Use awk instead:

awk '/^miss rate/ { print $3 }' yourfile

To do it with just grep, you need non-standard extensions like here with GNU grep using PCRE (-P) with positive lookbehind (?<=..) and match only (-o):

grep -Po '(?<=miss rate ).*' yourfile

I believe

sed 's|[^0-9]*\([0-9\.]*\)|\1 |g' fiilename

will do the trick. However every entry will be on it's own line if that is ok. I am sure there is a way for sed to produce a comma or space delimited list but I am not a super master of all things sed.

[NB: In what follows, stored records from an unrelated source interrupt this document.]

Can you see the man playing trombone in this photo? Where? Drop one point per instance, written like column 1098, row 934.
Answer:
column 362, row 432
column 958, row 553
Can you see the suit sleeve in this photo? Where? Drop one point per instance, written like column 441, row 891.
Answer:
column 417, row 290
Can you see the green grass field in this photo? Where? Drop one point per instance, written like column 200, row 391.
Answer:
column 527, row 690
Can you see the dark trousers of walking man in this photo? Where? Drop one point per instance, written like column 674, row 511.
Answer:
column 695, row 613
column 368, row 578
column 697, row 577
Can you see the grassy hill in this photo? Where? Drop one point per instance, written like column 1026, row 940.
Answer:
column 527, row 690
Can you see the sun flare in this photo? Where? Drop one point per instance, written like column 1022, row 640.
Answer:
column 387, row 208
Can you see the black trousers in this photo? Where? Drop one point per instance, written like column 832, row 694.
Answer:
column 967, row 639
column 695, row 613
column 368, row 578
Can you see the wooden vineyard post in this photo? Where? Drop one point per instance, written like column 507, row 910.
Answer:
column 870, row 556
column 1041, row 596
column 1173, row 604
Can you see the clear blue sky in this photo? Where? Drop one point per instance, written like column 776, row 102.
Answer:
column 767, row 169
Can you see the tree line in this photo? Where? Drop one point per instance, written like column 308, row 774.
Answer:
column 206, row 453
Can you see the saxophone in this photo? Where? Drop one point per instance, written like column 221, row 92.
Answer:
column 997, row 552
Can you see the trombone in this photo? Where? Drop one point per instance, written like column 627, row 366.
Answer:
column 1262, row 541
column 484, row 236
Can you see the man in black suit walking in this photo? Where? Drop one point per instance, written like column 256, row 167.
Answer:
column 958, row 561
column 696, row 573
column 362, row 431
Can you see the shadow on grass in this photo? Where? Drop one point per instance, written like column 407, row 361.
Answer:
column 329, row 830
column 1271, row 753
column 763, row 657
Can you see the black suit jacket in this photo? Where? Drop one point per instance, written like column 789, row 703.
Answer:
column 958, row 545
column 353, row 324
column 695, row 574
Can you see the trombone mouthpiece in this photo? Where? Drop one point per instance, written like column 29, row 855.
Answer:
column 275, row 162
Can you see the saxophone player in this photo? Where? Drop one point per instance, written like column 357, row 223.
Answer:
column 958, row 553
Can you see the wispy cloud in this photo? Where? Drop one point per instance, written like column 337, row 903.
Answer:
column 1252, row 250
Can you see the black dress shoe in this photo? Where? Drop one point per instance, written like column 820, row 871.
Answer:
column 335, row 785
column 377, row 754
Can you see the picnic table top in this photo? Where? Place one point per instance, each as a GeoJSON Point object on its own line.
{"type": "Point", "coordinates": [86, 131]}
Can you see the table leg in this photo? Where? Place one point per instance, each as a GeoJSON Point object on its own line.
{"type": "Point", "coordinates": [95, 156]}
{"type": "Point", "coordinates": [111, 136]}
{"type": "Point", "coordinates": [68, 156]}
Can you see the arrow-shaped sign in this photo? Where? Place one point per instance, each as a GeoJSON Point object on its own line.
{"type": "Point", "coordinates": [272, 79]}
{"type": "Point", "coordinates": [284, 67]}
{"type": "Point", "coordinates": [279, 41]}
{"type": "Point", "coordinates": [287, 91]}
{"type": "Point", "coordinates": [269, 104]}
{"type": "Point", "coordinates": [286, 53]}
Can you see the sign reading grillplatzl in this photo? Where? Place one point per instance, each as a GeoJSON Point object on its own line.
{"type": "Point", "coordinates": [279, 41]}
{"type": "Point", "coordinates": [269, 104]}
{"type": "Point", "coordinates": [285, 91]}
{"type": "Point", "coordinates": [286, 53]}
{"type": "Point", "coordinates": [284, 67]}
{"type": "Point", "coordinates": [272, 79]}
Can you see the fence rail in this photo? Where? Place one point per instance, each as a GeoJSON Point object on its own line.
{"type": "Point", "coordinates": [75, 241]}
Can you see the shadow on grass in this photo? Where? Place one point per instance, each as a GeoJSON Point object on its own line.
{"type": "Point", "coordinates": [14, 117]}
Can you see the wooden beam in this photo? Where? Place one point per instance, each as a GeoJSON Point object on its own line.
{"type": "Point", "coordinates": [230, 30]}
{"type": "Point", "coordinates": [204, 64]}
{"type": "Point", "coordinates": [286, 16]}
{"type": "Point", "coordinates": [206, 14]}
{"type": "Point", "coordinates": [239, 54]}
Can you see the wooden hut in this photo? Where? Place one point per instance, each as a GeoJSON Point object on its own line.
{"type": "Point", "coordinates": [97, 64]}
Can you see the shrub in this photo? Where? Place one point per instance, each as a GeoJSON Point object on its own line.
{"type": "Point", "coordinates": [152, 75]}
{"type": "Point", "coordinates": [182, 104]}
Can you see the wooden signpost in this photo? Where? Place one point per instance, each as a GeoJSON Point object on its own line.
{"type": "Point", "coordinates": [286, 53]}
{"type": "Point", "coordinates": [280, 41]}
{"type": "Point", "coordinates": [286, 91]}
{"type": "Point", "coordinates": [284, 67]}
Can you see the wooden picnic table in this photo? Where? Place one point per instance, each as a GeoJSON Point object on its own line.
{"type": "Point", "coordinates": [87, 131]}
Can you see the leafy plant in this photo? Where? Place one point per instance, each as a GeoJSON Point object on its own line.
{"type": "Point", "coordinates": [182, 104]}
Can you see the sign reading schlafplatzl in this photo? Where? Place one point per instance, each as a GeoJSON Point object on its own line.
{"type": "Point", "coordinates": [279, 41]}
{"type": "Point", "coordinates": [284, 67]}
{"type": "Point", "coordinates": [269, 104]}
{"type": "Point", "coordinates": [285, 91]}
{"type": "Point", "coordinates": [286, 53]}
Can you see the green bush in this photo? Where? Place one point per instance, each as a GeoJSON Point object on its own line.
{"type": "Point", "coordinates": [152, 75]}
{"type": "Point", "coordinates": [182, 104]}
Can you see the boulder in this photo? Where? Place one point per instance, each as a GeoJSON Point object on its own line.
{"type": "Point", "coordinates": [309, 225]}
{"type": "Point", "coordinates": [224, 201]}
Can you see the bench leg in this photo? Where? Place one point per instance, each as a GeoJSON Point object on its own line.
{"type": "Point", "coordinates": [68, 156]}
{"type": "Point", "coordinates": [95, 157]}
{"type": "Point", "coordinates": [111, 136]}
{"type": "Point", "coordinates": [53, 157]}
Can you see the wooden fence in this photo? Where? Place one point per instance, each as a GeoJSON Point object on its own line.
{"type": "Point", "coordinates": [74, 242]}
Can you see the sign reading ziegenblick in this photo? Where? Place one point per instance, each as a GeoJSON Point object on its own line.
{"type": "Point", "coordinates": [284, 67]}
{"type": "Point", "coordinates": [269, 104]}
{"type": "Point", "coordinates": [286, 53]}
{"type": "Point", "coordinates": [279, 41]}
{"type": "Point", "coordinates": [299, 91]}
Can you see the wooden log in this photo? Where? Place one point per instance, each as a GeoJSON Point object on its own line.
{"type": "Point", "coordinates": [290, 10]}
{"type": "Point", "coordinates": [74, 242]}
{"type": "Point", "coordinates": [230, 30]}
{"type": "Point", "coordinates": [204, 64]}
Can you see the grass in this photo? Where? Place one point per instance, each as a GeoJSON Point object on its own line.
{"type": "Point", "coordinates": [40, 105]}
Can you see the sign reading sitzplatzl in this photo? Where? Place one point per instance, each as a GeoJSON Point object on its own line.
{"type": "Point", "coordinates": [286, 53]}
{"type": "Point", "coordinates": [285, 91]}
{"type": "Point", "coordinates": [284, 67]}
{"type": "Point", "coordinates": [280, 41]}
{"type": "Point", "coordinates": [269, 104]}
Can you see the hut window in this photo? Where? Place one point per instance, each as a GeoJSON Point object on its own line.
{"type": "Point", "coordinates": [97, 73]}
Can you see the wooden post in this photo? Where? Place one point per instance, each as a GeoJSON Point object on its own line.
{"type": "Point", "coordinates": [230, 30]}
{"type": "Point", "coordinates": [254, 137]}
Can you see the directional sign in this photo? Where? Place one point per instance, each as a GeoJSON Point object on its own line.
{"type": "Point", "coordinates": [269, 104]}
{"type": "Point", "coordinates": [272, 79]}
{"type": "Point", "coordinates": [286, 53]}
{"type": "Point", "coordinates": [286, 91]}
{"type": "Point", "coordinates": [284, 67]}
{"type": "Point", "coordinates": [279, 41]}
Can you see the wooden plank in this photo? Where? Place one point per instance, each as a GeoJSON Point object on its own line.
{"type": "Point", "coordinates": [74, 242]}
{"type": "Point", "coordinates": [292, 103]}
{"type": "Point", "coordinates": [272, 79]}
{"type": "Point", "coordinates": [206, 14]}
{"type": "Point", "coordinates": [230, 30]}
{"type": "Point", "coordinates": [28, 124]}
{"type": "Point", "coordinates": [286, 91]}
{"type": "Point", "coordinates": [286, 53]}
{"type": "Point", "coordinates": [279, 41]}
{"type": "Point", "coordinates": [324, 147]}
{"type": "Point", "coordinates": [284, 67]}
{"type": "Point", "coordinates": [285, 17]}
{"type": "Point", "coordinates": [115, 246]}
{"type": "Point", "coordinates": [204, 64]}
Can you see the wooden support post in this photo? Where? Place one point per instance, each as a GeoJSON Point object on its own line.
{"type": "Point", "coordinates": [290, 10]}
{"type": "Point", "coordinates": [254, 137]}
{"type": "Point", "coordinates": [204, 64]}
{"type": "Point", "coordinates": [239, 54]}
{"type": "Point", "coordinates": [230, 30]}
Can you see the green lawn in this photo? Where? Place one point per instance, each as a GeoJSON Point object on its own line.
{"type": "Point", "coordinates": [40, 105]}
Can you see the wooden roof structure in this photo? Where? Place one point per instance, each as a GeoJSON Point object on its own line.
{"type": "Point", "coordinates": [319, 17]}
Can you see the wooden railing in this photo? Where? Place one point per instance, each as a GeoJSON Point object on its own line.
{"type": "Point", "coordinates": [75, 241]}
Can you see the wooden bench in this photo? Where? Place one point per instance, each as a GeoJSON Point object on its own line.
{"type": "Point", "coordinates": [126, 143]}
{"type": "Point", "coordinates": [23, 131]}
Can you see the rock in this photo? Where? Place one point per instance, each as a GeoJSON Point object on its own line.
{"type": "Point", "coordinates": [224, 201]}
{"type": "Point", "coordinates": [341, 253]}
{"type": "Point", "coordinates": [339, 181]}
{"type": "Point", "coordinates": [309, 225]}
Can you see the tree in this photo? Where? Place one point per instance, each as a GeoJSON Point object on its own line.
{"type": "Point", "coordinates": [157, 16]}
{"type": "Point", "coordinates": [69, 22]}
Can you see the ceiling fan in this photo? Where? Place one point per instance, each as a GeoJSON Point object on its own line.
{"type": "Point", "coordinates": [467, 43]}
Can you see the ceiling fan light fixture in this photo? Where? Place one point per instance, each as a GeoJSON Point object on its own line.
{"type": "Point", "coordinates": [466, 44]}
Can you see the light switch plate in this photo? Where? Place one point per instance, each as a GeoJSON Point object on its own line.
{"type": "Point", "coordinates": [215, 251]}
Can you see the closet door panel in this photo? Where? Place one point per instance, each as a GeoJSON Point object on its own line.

The grep-and-cut solution would look like:

to get the 3rd field for every successful grep use:

grep "^miss rate " yourfile | cut -d ' ' -f 3

or to get the 3rd field and the rest use:

grep "^miss rate " yourfile | cut -d ' ' -f 3-

Or if you use bash and "miss rate" only occurs once in your file you can also just do:

a=( $(grep -m 1 "miss rate" yourfile) )
echo ${a[2]}

where ${a[2]} is your result.

If "miss rate" occurs more then once you can loop over the grep output reading only what you need. (in bash)

You can use:

grep -P "miss rate \d+(\.\d+)?" file.txt

or:

grep -E "miss rate [0-9]+(\.[0-9]+)?"

Both of those commands will print out miss rate 0.21. If you want to extract the number only, why not use Perl, Sed or Awk?

If you really want to avoid those, maybe this will work?

grep -E "miss rate [0-9]+(\.[0-9]+)?" g | xargs basename | tail -n 1

If you really want to use only grep for this, then you can try:

grep "miss rate" file | grep -oe '\([0-9.]*\)'

It will first find the line that matches, and then only output the digits.

Sed might be a bit more readable, though:

sed -n 's#miss rate ##p' file

Using the special look around regex trick \K with pcre engine with grep :

grep -oP 'miss rate \K.*' file.txt

or with perl :

perl -lne 'print $& if /miss rate \K.*/' file.txt